Am J Epidemiol. 2013 May 1;177(9):904-12. doi: 10.1093/aje/kws340. Epub 2013 Apr 4.
Outcome misclassification is widespread in epidemiology, but methods to account for it are rarely used. We describe the use of multiple imputation to reduce bias when validation data are available for a subgroup of study participants. This approach is illustrated using data from 308 participants in the multicenter Herpetic Eye Disease Study between 1992 and 1998 (48% female; 85% white; median age, 49 years). The odds ratio comparing the acyclovir group with the placebo group on the gold-standard outcome (physician-diagnosed herpes simplex virus recurrence) was 0.62 (95% confidence interval (CI): 0.35, 1.09). We masked ourselves to physician diagnosis except for a 30% validation subgroup used to compare methods. Multiple imputation (odds ratio (OR) = 0.60; 95% CI: 0.24, 1.51) was compared with naive analysis using self-reported outcomes (OR = 0.90; 95% CI: 0.47, 1.73), analysis restricted to the validation subgroup (OR = 0.57; 95% CI: 0.20, 1.59), and direct maximum likelihood (OR = 0.62; 95% CI: 0.26, 1.53). In simulations, multiple imputation and direct maximum likelihood had greater statistical power than did analysis restricted to the validation subgroup, yet all 3 provided unbiased estimates of the odds ratio. The multiple-imputation approach was extended to estimate risk ratios using log-binomial regression. Multiple imputation has advantages regarding flexibility and ease of implementation for epidemiologists familiar with missing data methods.

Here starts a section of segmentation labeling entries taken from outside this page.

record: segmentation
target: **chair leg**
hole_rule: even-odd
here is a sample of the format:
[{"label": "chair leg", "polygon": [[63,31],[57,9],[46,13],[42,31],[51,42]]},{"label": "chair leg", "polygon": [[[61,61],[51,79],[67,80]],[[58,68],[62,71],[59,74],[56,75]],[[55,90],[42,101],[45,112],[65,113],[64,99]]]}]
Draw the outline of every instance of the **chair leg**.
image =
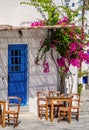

结局错误分类在流行病学中很常见,但很少使用解决方法。我们描述了在验证数据可用于研究参与者的亚组的情况下,使用多重插补来减少偏差的方法。该方法使用了 1992 年至 1998 年间进行的多中心疱疹性眼病研究中的 308 名参与者的数据(女性占 48%;白人占 85%;中位年龄为 49 岁)进行说明。比较阿昔洛韦组与安慰剂组在黄金标准结局(医生诊断的单纯疱疹病毒复发)上的优势比为 0.62(95%置信区间:0.35,1.09)。我们对医生的诊断进行了蒙蔽,除了用于比较方法的 30%验证亚组外。多重插补(优势比(OR)=0.60;95%置信区间(CI):0.24,1.51)与使用自我报告结局的简单分析(OR=0.90;95%CI:0.47,1.73)、仅限于验证亚组的分析(OR=0.57;95%CI:0.20,1.59)和直接最大似然(OR=0.62;95%CI:0.26,1.53)进行了比较。在模拟中,多重插补和直接最大似然比仅限于验证亚组的分析具有更高的统计能力,但这 3 种方法都提供了无偏的优势比估计。多重插补方法扩展到使用对数二项式回归来估计风险比。对于熟悉缺失数据方法的流行病学家来说,多重插补在灵活性和易于实施方面具有优势。